During World War II, Canada used propaganda to increase support for the war and commitment to an Allied victory. It was marked by the extensive use of radio and films, which had become popular since the First World War.

The Bureau of Public Information oversaw the production of posters. Approximately 700 different posters were produced in the course of the war.

The Canadian Broadcasting Corporation, responsible for radio broadcasting, was founded in 1936. In early war, public affairs programming was curtailed by the government and CBC manager Gladstone Murray. This was relaxed after 1942, when Murray was replaced. Programs such as the National War Finance Program, produced by the National War Finance Committee to promote Victory Bonds, and the National School Broadcasts, broadcasts to students that contained news bulletins on the war effort, were broadcast on CBC. Another series, Nazi Eyes on Canada, imagined life under a hypothetical Nazi-occupied Canada.

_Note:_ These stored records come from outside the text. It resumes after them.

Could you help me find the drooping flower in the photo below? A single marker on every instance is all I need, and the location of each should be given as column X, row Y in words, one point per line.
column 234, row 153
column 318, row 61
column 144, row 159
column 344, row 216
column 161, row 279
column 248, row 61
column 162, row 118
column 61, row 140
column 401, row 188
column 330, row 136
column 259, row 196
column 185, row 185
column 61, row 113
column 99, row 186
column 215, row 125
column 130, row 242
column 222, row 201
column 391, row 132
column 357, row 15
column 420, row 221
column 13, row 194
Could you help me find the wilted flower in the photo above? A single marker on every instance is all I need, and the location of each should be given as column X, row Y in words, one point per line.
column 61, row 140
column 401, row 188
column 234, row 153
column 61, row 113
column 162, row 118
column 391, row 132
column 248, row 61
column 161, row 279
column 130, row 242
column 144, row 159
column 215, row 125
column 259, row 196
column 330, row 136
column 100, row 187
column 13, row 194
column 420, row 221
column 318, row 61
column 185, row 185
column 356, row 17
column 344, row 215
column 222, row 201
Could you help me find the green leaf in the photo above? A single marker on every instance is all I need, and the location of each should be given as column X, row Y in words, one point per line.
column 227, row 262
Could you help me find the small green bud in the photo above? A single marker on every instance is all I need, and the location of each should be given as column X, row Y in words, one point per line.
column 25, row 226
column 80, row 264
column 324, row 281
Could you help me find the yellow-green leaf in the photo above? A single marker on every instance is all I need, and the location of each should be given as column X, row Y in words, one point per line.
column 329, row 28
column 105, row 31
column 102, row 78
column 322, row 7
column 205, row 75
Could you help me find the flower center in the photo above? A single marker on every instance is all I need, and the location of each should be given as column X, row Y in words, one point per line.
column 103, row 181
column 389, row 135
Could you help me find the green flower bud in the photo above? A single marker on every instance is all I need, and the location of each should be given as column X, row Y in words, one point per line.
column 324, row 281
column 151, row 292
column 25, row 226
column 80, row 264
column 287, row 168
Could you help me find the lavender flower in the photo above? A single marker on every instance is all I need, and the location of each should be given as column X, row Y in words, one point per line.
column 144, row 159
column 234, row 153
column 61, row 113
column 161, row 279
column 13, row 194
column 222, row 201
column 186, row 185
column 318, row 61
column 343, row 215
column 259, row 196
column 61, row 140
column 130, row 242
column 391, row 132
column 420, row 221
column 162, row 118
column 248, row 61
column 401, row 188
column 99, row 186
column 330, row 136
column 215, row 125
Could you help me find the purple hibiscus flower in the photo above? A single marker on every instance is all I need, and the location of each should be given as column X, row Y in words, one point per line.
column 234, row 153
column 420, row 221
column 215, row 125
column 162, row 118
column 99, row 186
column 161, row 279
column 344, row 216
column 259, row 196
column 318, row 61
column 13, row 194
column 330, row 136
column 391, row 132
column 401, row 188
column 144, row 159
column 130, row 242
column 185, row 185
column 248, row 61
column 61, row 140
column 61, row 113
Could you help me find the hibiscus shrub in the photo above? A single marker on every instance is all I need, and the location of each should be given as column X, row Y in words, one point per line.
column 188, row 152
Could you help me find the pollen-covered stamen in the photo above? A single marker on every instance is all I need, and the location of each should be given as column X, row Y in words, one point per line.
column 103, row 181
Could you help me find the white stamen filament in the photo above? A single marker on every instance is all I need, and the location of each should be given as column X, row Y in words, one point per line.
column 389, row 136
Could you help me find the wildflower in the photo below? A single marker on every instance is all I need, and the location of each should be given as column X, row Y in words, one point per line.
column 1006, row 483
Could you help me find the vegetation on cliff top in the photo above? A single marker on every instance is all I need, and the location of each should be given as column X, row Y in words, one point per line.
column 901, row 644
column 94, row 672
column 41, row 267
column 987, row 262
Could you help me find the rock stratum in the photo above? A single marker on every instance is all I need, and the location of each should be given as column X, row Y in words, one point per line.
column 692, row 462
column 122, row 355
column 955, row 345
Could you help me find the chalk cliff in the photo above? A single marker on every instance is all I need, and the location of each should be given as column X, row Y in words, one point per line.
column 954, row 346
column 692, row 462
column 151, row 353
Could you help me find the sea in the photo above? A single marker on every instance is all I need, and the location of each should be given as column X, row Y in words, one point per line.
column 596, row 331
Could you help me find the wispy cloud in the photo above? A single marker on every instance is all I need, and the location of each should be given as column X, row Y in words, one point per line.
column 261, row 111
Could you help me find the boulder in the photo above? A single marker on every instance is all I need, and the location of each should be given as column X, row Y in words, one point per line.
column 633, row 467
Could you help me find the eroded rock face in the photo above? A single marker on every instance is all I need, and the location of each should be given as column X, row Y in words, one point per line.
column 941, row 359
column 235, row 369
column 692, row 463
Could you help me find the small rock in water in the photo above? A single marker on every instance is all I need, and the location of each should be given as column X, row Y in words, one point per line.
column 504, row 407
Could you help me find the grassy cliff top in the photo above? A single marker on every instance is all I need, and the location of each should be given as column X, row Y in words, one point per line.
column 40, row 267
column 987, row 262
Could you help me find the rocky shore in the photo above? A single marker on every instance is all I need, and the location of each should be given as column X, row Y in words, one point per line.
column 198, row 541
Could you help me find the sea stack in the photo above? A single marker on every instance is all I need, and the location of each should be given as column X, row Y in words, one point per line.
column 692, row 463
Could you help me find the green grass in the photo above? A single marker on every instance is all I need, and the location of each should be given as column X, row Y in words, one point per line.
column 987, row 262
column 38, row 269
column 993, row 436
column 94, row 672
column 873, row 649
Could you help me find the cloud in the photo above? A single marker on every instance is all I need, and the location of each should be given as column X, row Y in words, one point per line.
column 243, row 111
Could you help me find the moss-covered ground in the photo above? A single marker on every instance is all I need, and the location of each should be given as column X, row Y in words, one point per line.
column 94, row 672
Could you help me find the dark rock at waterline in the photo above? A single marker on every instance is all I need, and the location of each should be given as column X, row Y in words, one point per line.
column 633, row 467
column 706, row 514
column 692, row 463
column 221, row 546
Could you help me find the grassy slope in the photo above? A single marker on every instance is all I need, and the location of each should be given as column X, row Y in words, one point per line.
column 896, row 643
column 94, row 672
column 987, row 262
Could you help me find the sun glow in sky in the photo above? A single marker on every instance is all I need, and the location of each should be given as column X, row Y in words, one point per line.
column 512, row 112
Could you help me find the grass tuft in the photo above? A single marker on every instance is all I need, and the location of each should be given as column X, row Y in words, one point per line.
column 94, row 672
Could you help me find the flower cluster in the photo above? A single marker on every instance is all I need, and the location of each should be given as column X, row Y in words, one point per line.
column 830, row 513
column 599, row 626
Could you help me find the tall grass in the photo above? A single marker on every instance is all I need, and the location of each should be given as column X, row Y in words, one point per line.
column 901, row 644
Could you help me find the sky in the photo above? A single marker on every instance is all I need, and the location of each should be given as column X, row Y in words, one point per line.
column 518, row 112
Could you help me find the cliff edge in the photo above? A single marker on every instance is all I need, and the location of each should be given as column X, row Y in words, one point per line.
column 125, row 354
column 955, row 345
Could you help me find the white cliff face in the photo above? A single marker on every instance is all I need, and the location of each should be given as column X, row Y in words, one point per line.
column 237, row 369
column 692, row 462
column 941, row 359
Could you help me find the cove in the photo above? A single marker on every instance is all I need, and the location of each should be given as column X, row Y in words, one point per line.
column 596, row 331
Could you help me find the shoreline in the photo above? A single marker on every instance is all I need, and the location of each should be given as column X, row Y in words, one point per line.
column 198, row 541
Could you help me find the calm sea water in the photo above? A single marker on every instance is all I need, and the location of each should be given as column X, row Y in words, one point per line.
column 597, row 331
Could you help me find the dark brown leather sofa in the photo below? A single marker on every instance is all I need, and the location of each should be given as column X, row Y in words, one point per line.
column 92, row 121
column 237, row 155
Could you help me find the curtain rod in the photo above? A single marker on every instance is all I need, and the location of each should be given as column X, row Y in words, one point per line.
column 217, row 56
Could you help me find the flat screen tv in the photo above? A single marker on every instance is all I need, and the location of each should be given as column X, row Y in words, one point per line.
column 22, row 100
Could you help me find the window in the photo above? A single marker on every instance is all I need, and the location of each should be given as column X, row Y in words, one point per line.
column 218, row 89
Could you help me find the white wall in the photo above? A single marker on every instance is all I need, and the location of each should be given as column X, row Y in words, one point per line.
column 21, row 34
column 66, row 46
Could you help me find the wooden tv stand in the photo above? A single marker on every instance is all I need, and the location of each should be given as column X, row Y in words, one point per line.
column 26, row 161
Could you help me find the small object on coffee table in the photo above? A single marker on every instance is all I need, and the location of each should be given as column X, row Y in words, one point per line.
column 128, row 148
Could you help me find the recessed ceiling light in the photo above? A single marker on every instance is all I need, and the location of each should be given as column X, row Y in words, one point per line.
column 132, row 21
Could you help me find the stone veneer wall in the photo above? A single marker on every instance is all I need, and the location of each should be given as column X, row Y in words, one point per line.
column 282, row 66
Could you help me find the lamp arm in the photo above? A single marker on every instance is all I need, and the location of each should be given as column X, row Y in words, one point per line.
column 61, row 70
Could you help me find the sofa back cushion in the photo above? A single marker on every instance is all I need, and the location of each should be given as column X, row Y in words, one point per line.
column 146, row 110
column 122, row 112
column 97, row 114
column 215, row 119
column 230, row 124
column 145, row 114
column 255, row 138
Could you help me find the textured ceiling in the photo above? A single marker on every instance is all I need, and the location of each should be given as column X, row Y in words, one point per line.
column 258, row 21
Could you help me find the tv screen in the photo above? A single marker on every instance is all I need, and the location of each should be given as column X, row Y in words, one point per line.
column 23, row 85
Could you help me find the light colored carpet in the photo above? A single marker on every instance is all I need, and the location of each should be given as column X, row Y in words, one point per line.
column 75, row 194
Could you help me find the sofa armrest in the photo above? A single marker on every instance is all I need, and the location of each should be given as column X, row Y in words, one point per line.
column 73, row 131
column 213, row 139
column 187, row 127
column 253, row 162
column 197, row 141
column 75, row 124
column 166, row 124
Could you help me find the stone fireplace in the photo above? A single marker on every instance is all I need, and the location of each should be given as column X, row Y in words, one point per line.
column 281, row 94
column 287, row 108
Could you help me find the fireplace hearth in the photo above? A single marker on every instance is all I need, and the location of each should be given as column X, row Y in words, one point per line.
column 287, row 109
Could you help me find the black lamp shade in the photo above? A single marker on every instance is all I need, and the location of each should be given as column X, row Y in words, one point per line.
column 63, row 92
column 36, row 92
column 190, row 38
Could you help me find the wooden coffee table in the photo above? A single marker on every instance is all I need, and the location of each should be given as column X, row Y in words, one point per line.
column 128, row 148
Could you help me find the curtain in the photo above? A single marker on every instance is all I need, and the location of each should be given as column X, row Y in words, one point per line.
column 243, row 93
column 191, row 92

The National Film Board was founded in 1939, and went on to produce over 500 films during the war. Beginning in 1940, the NFB produced a series of short propaganda films known as Canada Carries On, which would be shown before feature film screenings in cinemas. Another series, The World in Action, was produced following the former's success. Churchill's Island, produced in 1941, was also notable for receiving the first Oscar for Best Documentary Short Subject, awarded at the 14th Academy Awards ceremony in 1942.